Back to the madness happening in South Africa. Both the people and the government are yet to satisfactorily condemn the killings of other nationals in their country. All they have been saying is that they are uncomfortable with the large number of foreigners that have reportedly taken over control of their economy. Where else in the world except crazy South Africa do immigration control measures include the killing of foreign investors and entrepreneurs? Painfully, amidst this heinous crime against humanity, there are Nigerian rationalists, who are prepared to apportion blames to Nigerians who are allegedly in South Africa unlawfully. There are others who are prepared to swear that no law-abiding people are among those attacked. According to them, it is drug peddlers and supplies who deserve their fate that are in trouble. No one remembers that South Africa has had a robust drug law as far back as 1928. Could it be that the criminals going from house to house to kill supposed drug barons are part of the due process of law in that country?

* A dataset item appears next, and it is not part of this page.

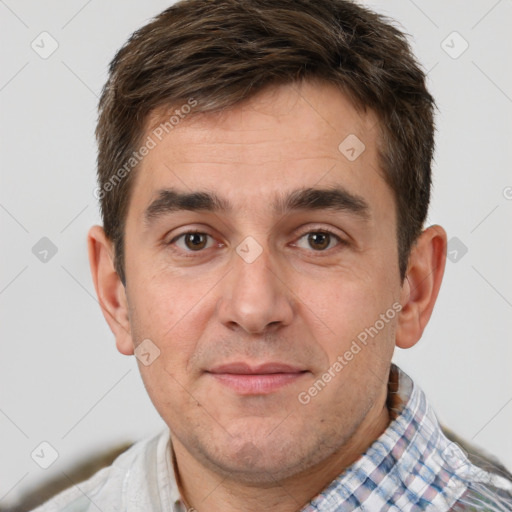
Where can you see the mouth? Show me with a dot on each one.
(263, 379)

Having established the point that international diplomacy is premised on reciprocity, it is hard to fault the current reactions by Nigerians. The argument that wrong people may become victims and that government must not allow hoodlums to take over the subject beg the point. Is it not hoodlums that are killing people in South Africa? If from what we hear the said hoodlums are engaged in indiscriminate and barbaric burning of people to death, who says there are no wrong people among their victims? The only reason the ‘tit for tat’ policy may not have the same impact is because South African investments in Nigeria are allegedly co-owned by dubious but highly placed Nigerians. The other obvious reason is because South Africans in Nigeria are just too few compared to the large Nigerian tourists who visit South Africa every other day.

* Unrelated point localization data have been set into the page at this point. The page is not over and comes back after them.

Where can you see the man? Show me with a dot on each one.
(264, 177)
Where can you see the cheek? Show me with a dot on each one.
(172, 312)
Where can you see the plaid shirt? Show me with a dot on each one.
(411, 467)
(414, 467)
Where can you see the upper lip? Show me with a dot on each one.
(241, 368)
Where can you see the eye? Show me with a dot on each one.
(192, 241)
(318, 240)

Perhaps what our leaders can do at this point is to be making some noise that might give the impression that something may be done by Nigeria. We have since started that. Indeed, an envoy we hear, has gone to South Africa to gather all the facts; two days after that, we shall consider calling our Ambassador from there to come and corroborate if possible, the story gathered by the envoy. In the meantime, maybe we can listen to those who urge Nigerians ‘to boycott South African goods and services to protest the killings of Nigerians and other nationals living in that country.